On 5 Nov 2003 04:41:14 -0800, (basskisser) wrote:

(Steven Shelikoff) wrote in message ...
On 3 Nov 2003 05:02:04 -0800, (basskisser) wrote:

Steven Shelikoff, the racing expert wrote:


Actually, the area of the wheel exposed to the gas in a race car tire is
pretty large compared to the area of the tire since they are wide and
low profile.

Not in all types of racing. Actually, in some types, the narrower the
better, less contact area, less friction. Take a salt flat racer, for
instance.

Yeah, and bicycle racing.

Though it doesn't apply much to boat trailer tires, the heat
conductivity of the gas would work against tire cooling in the case of
race cars and aircraft since it would serve to increase the rate of tire
heating in heavy brake application. Many aircraft tire failures are due

Of course it all depends on the type of racing. During most racing like
road racing, twisty corners, etc, heavy braking is applied but for very
short durations. Superspeedway racing, not at all.

Are you really trying to say that on superspeedways, they don't use
brakes at all? That's pretty stupid. They actually use brakes as
opposed to letting off the throttle, trying to keep the enginer RPM's
up. It takes forever to get those restictor plate engines back up to
speed. They do, however, use completely different brake setups,
smaller rotors, pads. These smaller, thinner rotors will get quite
hot, quite quickly.

Sorry to dissapoint you but at NASCAR restrictor plate races like at
Talladega and Daytona, the driver will almost without exception have
the gas pedal to the floor and not touch the brakes all day.

Pure horse****!!!!! They do, indeed, keep the throttle wide open, but
they DO use the brakes, and quite a lot. They use the brakes as
opposed to letting up on the throttle when drafting, to avoid loosing
engine rpms from what is commonly refered to as "lifting". So, to say
that they "not touch the brakes all day" is, again, false.
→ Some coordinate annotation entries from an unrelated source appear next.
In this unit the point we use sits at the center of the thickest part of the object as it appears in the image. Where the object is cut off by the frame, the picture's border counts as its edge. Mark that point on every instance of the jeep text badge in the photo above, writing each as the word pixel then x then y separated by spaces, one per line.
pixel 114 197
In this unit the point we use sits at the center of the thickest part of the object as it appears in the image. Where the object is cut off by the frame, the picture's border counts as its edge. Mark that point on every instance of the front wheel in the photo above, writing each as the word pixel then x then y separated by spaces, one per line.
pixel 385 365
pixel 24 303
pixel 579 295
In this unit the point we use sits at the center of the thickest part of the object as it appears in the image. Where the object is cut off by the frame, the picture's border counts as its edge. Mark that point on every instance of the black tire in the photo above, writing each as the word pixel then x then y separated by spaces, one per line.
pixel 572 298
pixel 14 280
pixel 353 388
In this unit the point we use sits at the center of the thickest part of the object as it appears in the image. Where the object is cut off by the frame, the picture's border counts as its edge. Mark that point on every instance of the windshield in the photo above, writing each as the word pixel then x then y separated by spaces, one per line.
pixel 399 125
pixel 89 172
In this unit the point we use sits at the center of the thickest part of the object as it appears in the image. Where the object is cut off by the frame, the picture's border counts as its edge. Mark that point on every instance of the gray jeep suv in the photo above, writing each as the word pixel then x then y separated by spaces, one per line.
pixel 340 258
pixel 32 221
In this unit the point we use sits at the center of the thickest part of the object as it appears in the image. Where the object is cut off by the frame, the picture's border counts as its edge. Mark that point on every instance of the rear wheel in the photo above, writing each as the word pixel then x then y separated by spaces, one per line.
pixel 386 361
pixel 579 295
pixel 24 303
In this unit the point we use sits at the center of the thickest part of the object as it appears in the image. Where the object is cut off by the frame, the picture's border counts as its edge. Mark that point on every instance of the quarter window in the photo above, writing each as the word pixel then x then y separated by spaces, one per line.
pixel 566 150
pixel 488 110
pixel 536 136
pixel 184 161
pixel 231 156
As usual, you need to do a little more research. But as usual, even
when you learn that you're wrong, you won't believe it and try to put
some sort of spin on it to avoid admitting you don't know what the hell
you're talking about.

They even
tape up the brake vents for more downforce since there's little need to
cool the brakes.

Actually, almost all teams don't even use brake ducting on
superspeedways, if that is what you mean by "brake vents".

They don't use brake ducting because they don't use he brakes. If they
used the brakes "quite a lot" as you claim, without any ducting, then
Rick would be right in that the brakes would melt the tires.

That's the exact opposite from short track and road course races where
they use the brakes so much that they need blowers to cool the them
since the vents don't provide enough cooling. They use a beefy braking
setup for those races since they have twice the power available so
there's much more to overcome braking losses, and they really need the
brakes.

The "beefy" brakes are because they have to slow the car from say,
130mph in the straight at Bristol, down to 60mph in turns 1 and 2, in
the shortest amount of time. It's all about being able to hold that
130mph until the last possible moment, slamming on the brakes until
the car takes a "set" (meaning it goes from pushing, or understeer, to
loose, or oversteer.), then being able to get back into the throttle.
Of course, I'm sure, you are an expert, as always!!!!
Oh, and your Nascar tire diatribe is wrong, and stupid.

You're too funny. Are you sure you're not Jax?

Steve

On Wed, 5 Nov 2003 11:11:13 -0800, "Rod McInnis"
wrote:


"basskisser" wrote in message
. com...

Pure horse****!!!!! They do, indeed, keep the throttle wide open, but
they DO use the brakes, and quite a lot. They use the brakes as
opposed to letting up on the throttle when drafting, to avoid loosing
engine rpms from what is commonly refered to as "lifting".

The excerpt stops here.